Canvas3D: Empowering Precise Spatial Control for Image Generation with Constraints from a 3D Virtual Canvas

by Yuzhao Chen | Mar 23, 2026

Authors: Yuzhao Chen, Runlin Duan, Rahul Jain, Yichen Hu, Chenfei Zhu, Jingyu Shi, Karthik Ramani

In Proceedings of the 31st International Conference on Intelligent User Interfaces

https://doi.org/10.1145/3742413.3789142

Paper

Video

Generative AI (GenAI) has significantly advanced the ease and flexibility of image creation. However, it remains a challenge to precisely control spatial compositions, including object arrangement and scene conditions. To bridge this gap, we propose Canvas3D, an interactive system leveraging a 3D engine to enable precise spatial manipulation for image generation.

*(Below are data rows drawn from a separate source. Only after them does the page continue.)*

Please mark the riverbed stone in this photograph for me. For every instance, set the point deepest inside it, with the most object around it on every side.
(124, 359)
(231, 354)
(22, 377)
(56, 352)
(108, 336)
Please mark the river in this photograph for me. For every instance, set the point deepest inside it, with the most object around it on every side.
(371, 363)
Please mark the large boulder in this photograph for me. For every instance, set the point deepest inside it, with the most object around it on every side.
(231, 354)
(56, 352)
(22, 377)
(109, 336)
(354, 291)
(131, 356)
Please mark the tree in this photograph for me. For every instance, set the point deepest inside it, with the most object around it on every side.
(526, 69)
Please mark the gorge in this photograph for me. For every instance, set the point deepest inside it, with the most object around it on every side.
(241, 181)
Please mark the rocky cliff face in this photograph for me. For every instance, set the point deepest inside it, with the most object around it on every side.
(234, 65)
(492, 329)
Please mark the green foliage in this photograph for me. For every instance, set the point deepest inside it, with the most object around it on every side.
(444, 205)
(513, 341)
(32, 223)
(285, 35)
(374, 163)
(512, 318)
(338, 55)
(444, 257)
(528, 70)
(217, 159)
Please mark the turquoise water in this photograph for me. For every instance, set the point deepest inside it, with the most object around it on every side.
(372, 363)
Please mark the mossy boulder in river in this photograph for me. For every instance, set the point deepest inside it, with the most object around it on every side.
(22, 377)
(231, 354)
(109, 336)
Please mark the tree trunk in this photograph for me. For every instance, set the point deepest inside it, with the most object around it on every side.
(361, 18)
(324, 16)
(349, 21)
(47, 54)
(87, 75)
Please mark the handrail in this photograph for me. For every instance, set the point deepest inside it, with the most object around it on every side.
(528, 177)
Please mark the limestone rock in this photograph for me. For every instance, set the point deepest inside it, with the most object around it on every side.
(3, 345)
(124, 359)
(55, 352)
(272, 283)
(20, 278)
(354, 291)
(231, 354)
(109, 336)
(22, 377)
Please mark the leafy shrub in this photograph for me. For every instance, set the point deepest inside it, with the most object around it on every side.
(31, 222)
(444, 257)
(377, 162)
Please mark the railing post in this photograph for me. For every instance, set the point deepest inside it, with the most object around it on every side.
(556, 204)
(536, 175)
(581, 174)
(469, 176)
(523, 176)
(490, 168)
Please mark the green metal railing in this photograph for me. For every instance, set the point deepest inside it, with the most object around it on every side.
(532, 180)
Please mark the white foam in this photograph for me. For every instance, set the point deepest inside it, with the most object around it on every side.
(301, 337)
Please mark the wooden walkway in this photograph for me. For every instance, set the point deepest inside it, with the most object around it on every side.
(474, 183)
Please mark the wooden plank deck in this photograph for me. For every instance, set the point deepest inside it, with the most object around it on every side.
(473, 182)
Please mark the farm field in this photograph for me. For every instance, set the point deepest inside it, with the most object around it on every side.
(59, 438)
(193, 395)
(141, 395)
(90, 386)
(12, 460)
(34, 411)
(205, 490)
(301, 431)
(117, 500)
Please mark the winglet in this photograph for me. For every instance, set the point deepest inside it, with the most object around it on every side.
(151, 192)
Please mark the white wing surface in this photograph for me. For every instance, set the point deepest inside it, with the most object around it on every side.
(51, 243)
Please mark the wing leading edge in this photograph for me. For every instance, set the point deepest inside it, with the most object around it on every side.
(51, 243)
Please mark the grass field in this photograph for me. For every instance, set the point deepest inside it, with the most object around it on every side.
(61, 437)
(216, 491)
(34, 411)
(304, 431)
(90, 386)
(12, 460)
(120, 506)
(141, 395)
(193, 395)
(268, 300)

Upon user prompt, Canvas3D automatically converts textual descriptions into interactive objects within a 3D engine-driven virtual canvas, empowering direct and precise spatial configuration. These user-defined arrangements generate explicit spatial constraints that guide generative models in accurately reflecting user intentions in the resulting images. We conducted a closed-ended comparative study between Canvas3D and a baseline system, and an open-ended, free-form study to assess overall system usability. The results indicate that Canvas3D outperforms the baseline on spatial control, interactivity, and overall user experience.